A summary of the cohort is described in Table 1 showing differences between people that were working at baseline, and people without work. However, many people either subsequently returned to work, lost work, or were in an out of work on multiple occasions. Across four survey time-points, health outcomes were calculated for people in work on 4463 occasions and for people that were not currently working on 2196 occasions. When evaluating transitions between working states, the most common was for people to report working on both occasions (59.8%), followed by movement from working to not working (work loss; 20.4%), not working on both occasions (sustained work loss; 12.1%), and moving from not working to working (return to work; 7.7%). Table 2 presents a summary of findings from regression models.

Table 1 Descriptive statistics by working status at baseline
Table 2 Changes in health due to loss of work and return to work during the COVID-19 pandemic

Long term health effects of work loss during the early pandemic

Overall, mental health improved over time and physical health deteriorated (Fig. 1, Model 1, Table 2). At baseline mental health scores were lower than pre-pandemic population average levels (i.e. 50/100), whereas physical health scores were notably higher than pre-pandemic population averages throughout all survey time-points.

Fig. 1
figure 1

Adjusted estimates for psychological distress, mental health and physical health scores over 6 months based on baseline work status

People that were out of work at baseline had higher levels of psychological distress, poorer mental health and better physical health compared to people working at baseline, which continued over 6 months. The reference group of those working at baseline showed poorer physical health after six months compared to their baseline levels. The physical health of those not working at baseline started off better than those working at baseline but ended up worse in comparison after 6 months, following a more rapid deterioration.

Employment as a protective factor for health during work loss

Throughout the study period, not working was associated with increased psychological distress and poorer mental health compared to being in work (Model 2.1, Table 2). Health outcomes differed between people that were unemployed and people that were employed but not working (Model 2.2, Table 2). Compared to people working, employed individuals who were not working had higher levels of distress, and poorer mental health. These effects were greater among unemployed people. The physical health of employed people who were not working was significantly higher than for people employed and working.

Persistent health effects following work loss or return to work

The impacts of current working status on health differed depending on prior work status (Model 3, Table 2). Individuals with sustained work loss (i.e., not working at two consecutive time-points) demonstrated the highest levels of distress, and poorest mental health. The negative impacts of not working on mental health and distress were smaller in magnitude for people experiencing work loss (transitioning from working to not working), though still statistically significant.

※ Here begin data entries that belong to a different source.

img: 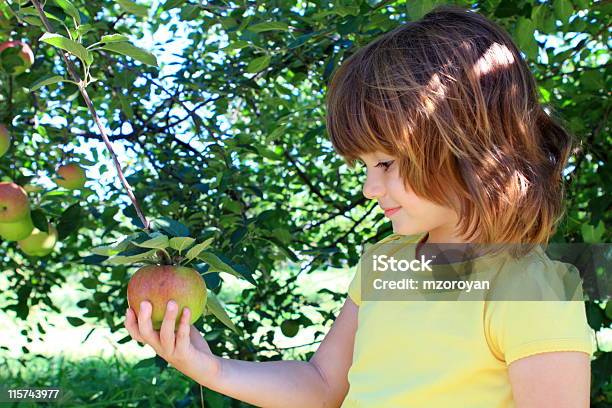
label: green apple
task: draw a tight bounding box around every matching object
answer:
[17,224,57,256]
[0,123,11,157]
[0,214,34,241]
[55,163,87,190]
[0,181,30,223]
[0,41,34,74]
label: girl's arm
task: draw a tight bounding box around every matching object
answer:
[508,351,591,408]
[206,298,359,408]
[125,298,359,408]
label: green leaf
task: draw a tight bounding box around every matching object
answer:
[206,290,241,334]
[247,21,289,33]
[255,146,283,161]
[516,17,538,59]
[170,237,195,253]
[222,40,251,51]
[30,75,65,92]
[55,0,81,25]
[246,55,270,74]
[163,0,187,11]
[185,238,214,261]
[57,203,83,241]
[100,41,157,67]
[134,357,155,368]
[40,33,93,66]
[100,34,130,43]
[406,0,438,21]
[281,320,300,337]
[151,217,189,237]
[66,317,85,327]
[580,220,606,244]
[30,209,49,232]
[198,252,243,278]
[116,0,149,18]
[106,249,157,265]
[90,245,121,256]
[132,235,169,249]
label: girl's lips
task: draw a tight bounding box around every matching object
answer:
[385,207,402,217]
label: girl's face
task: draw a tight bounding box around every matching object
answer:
[360,152,465,243]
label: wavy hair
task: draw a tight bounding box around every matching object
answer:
[326,6,574,252]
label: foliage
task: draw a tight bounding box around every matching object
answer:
[0,0,612,406]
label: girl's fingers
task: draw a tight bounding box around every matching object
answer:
[125,307,144,343]
[176,307,191,356]
[159,300,178,354]
[138,301,161,354]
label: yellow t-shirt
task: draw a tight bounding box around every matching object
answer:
[342,234,595,408]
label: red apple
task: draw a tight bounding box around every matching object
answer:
[127,265,208,330]
[0,214,34,241]
[0,123,11,157]
[55,163,87,190]
[0,181,30,223]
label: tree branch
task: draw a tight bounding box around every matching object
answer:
[32,0,149,230]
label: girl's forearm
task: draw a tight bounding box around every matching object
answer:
[194,357,330,408]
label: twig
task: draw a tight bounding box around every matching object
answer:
[32,0,149,230]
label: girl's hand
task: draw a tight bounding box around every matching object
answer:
[125,300,219,379]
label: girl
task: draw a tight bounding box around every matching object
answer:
[126,6,593,408]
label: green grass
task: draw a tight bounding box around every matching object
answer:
[0,355,239,407]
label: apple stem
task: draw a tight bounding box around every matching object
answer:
[157,248,172,265]
[32,0,149,230]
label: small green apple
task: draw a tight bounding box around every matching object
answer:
[0,123,11,157]
[0,41,34,74]
[55,163,87,190]
[17,224,57,256]
[0,214,34,241]
[0,181,30,223]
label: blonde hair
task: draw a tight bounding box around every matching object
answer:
[327,6,573,251]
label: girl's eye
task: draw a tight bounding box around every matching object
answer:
[375,160,393,171]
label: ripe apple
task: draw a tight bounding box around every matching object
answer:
[0,181,30,223]
[0,123,11,157]
[127,265,208,330]
[0,41,34,74]
[55,163,87,190]
[0,214,34,241]
[17,224,57,256]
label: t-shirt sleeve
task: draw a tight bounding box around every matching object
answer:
[485,300,594,365]
[348,259,361,306]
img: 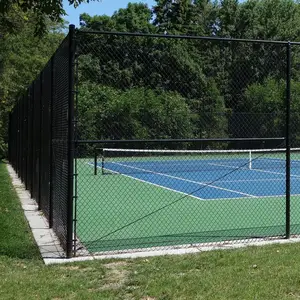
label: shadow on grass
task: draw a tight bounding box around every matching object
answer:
[0,160,40,259]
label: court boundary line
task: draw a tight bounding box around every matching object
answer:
[88,162,257,201]
[111,162,257,198]
[87,162,300,201]
[210,163,300,178]
[88,163,206,201]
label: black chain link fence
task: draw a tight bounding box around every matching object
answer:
[9,27,74,257]
[9,31,300,256]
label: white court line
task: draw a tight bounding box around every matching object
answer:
[88,163,207,201]
[110,162,257,198]
[210,163,300,178]
[88,163,300,201]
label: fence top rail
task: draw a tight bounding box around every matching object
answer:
[74,137,285,144]
[76,29,300,45]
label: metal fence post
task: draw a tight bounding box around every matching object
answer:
[66,25,75,258]
[285,42,291,239]
[49,56,54,228]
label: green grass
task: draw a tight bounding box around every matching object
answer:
[76,159,300,252]
[0,159,300,300]
[0,160,39,258]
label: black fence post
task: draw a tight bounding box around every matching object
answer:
[49,56,54,228]
[285,42,291,239]
[66,25,75,258]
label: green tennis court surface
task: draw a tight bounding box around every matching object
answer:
[76,150,300,252]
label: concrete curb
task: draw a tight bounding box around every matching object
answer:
[7,164,65,263]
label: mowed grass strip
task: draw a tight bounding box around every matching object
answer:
[0,163,300,300]
[0,160,39,259]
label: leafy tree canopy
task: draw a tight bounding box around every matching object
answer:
[0,0,98,35]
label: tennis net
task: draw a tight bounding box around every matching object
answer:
[96,148,300,174]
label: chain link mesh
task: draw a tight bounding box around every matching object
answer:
[9,31,300,255]
[75,32,292,255]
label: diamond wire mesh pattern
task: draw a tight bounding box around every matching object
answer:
[9,32,300,255]
[9,36,71,255]
[75,32,299,255]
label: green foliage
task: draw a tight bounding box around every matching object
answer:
[78,83,194,139]
[0,0,99,36]
[0,11,64,157]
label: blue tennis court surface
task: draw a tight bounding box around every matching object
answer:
[97,158,300,200]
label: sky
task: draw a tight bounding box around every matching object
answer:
[63,0,155,27]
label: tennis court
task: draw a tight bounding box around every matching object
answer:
[77,149,300,252]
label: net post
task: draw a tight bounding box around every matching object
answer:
[285,42,291,239]
[94,148,98,176]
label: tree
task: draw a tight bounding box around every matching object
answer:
[0,12,65,158]
[0,0,99,35]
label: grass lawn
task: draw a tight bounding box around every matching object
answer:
[0,163,300,300]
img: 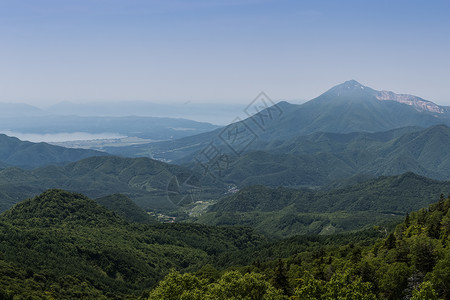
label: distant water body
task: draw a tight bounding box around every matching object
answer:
[0,130,126,143]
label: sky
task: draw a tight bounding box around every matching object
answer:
[0,0,450,106]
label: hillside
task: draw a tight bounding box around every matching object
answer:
[188,125,450,187]
[0,134,108,168]
[198,173,450,237]
[157,197,450,300]
[0,190,265,299]
[0,156,222,211]
[95,194,156,223]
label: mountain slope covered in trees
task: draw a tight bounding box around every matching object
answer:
[0,190,265,299]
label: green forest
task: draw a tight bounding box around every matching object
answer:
[0,190,450,299]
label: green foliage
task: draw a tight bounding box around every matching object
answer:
[201,173,450,238]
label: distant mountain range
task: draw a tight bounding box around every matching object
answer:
[0,134,107,169]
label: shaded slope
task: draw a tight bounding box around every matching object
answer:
[0,156,220,210]
[0,190,265,299]
[0,134,108,168]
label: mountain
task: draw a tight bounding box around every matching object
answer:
[198,173,450,237]
[0,103,44,118]
[106,80,450,163]
[189,125,450,187]
[0,134,108,168]
[0,156,223,211]
[0,114,218,140]
[161,197,450,300]
[95,194,156,223]
[0,190,266,299]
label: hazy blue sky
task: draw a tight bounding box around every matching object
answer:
[0,0,450,105]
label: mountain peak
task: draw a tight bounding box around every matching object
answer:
[2,189,123,226]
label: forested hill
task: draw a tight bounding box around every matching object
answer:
[0,134,108,169]
[197,173,450,237]
[107,80,450,162]
[0,190,450,300]
[149,197,450,300]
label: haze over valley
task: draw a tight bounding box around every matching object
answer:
[0,0,450,300]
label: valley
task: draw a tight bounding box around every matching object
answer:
[0,81,450,299]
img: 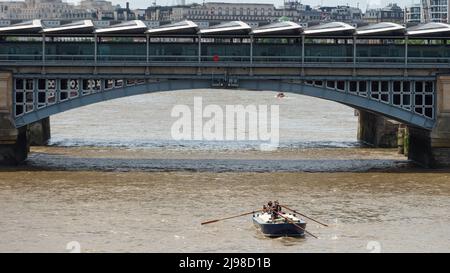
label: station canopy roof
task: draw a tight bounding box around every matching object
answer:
[250,21,302,36]
[42,20,95,34]
[95,20,148,34]
[199,21,252,35]
[146,21,199,35]
[406,23,450,37]
[304,22,355,36]
[0,20,450,39]
[356,22,405,36]
[0,20,43,34]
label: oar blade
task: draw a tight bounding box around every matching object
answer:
[202,220,219,225]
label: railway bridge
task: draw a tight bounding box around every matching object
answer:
[0,20,450,167]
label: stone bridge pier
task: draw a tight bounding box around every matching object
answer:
[0,72,50,165]
[408,76,450,168]
[358,110,400,148]
[0,72,30,165]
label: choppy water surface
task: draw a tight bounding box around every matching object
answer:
[0,90,450,252]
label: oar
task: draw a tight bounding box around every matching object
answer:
[276,212,319,239]
[202,210,261,225]
[280,205,328,227]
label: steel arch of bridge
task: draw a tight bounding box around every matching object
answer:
[13,75,436,130]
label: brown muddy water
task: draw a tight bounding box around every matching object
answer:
[0,90,450,252]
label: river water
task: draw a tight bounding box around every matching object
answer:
[0,90,450,252]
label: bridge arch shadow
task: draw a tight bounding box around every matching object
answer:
[15,79,435,130]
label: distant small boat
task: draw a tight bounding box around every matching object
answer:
[253,212,306,237]
[275,92,286,99]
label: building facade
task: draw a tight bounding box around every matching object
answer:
[405,4,422,23]
[363,4,405,24]
[0,0,92,20]
[422,0,449,23]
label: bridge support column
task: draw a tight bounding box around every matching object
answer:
[409,76,450,168]
[358,110,400,148]
[29,118,51,146]
[0,72,30,165]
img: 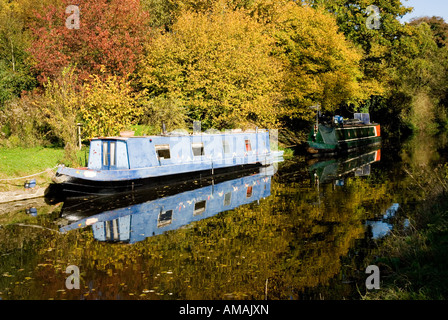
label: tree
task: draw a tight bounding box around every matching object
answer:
[139,6,283,129]
[80,75,142,138]
[268,1,375,118]
[29,0,149,83]
[34,67,83,163]
[409,17,448,48]
[0,0,41,110]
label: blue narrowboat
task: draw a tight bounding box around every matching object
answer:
[53,129,283,197]
[59,166,274,243]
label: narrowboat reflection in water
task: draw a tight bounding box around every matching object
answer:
[309,149,381,185]
[56,166,274,243]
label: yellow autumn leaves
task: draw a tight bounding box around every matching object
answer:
[140,1,373,129]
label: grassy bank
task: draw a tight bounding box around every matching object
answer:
[0,147,88,192]
[363,167,448,300]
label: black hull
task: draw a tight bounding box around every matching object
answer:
[45,163,262,203]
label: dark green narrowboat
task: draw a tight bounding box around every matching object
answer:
[307,113,381,154]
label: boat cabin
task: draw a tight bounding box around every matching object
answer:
[88,130,270,170]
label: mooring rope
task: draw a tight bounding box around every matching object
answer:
[0,165,59,181]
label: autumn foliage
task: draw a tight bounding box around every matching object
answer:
[29,0,149,83]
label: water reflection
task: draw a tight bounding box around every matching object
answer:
[366,203,400,239]
[0,134,448,300]
[60,166,274,243]
[309,149,381,186]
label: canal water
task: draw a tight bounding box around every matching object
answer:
[0,133,447,300]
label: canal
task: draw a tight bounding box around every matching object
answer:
[0,136,448,300]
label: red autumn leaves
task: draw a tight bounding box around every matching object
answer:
[30,0,149,83]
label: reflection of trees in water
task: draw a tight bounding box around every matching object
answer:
[0,170,389,299]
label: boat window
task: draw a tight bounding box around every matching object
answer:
[157,210,173,228]
[191,142,204,156]
[246,186,252,198]
[156,144,171,159]
[245,140,252,151]
[104,219,120,241]
[224,192,232,206]
[109,141,117,166]
[222,140,230,153]
[193,200,207,215]
[103,141,109,166]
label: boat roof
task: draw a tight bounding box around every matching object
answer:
[92,129,268,141]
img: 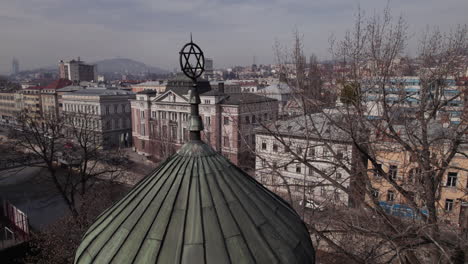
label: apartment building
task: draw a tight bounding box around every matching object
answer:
[59,57,97,82]
[0,91,23,126]
[61,88,135,148]
[131,77,278,167]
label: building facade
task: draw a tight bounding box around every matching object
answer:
[255,114,353,208]
[59,57,97,82]
[367,144,468,230]
[61,88,135,148]
[0,91,23,126]
[132,79,278,167]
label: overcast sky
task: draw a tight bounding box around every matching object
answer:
[0,0,468,73]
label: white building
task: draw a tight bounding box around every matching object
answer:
[61,88,135,148]
[255,114,352,206]
[257,82,293,115]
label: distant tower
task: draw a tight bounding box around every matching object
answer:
[252,55,257,71]
[203,58,214,80]
[11,58,19,75]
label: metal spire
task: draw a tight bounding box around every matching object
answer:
[179,36,205,140]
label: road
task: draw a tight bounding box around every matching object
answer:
[0,167,68,230]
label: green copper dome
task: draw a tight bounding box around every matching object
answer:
[75,141,314,264]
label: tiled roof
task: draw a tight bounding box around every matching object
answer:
[75,141,314,264]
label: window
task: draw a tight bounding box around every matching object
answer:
[171,126,177,140]
[445,199,453,212]
[387,190,395,202]
[374,164,382,177]
[388,165,398,180]
[296,164,302,173]
[309,147,315,158]
[322,146,330,158]
[446,172,458,187]
[273,144,278,152]
[336,149,344,160]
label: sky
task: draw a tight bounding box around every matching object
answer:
[0,0,468,74]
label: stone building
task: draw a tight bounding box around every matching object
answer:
[59,57,97,82]
[61,88,135,148]
[367,136,468,227]
[255,113,353,207]
[41,79,71,116]
[132,78,278,167]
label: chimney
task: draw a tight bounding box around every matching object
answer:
[218,83,224,93]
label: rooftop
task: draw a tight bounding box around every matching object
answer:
[75,141,314,263]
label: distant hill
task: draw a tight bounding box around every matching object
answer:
[94,58,168,74]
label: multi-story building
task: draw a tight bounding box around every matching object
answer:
[361,76,466,124]
[255,113,353,207]
[11,58,19,75]
[367,142,468,230]
[61,87,135,148]
[0,91,23,125]
[132,78,278,167]
[41,79,72,117]
[59,57,97,82]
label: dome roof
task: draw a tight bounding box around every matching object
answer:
[75,141,314,264]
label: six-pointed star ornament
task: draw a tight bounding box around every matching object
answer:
[179,37,205,81]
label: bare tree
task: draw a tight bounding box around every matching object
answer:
[256,8,468,263]
[10,112,129,217]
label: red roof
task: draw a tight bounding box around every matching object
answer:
[44,79,72,90]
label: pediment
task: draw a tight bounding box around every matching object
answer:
[154,90,188,103]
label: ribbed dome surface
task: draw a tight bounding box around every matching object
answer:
[75,141,314,264]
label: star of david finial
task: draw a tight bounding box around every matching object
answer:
[179,36,205,81]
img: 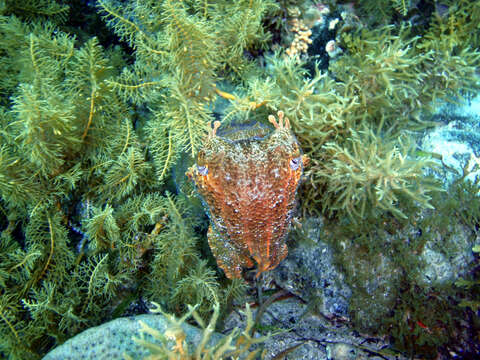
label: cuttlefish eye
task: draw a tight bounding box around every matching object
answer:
[197,164,208,176]
[290,156,302,171]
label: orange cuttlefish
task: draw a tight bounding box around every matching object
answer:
[187,111,308,279]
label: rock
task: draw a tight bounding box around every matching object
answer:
[43,314,221,360]
[269,218,351,317]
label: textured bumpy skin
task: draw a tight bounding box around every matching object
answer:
[187,112,306,278]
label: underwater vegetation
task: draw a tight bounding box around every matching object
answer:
[0,0,480,359]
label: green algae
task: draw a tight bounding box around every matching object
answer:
[0,0,480,359]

Findings from Model 4 extend upon Model 3, by showing that the negative effects on mental health and psychological distress are larger when work loss is more acute (i.e. WWN), with smaller effects for sustained work loss (i.e. WNN). Worst mental health outcomes were observed for the continuously out of work group (i.e. NNN), as well as the most elevated levels of psychological distress, and low levels of physical health. Sustaining work (i.e. WWW) was associated with the highest levels of mental and physical health, however those newly returning to work (i.e. NNW) were amongst those with the lowest levels of physical health, which improved with ongoing work (i.e. NWW, and subsequently WWW).


Our findings suggest that the negative mental health consequences of work loss during the COVID-19 pandemic are heightened immediately following loss of work, and that mental health further deteriorates during more prolonged periods of sustained work loss. Whilst previous studies have shown similar patterns comparing people experiencing short-term and long-term unemployment [16], we observe that this extends to include other forms of work cessation like being temporarily stood down from work, and our findings fall within the unprecedented COVID-19 pandemic context. We also describe significant short-term increases in the physical health of those not working but employed, consistent with previous studies on people that are out of work [17]. One hypothesis for this finding is that improved physical health may be a consequence of an increase in time available for physical activity, coupled with an increased perception of job security, and income security for some. We also demonstrate evidence that returning to work is associated with poorer physical health in the short term as people may need to adapt to new jobs, or a change in lifestyle, that may be more physically demanding, which people may become more accustomed to upon continued engagement in work.

Our analyses demonstrate that returning to work during the COVID-19 pandemic is good for mental health and contributes to reduced psychological distress. Returning to work, may reinstate aspects of working that are good for mental health such as greater social interaction, providing a sense of purpose and identity, along with improved financial security. However, we note that returning to workplaces during the pandemic is qualitatively different to a pre-pandemic context, given the large-scale changes to workplace health and safety policies and practices [18] and the backdrop of stress and social disruption. The majority of workers express concerns about returning to workplaces during the pandemic and this may act to reduce some of the mental health benefits that would otherwise be achieved [19]. Continuing to monitor the health of workers once they have returned to work will be essential to understand the longer-term impacts of work loss beyond the initial return to work period [20].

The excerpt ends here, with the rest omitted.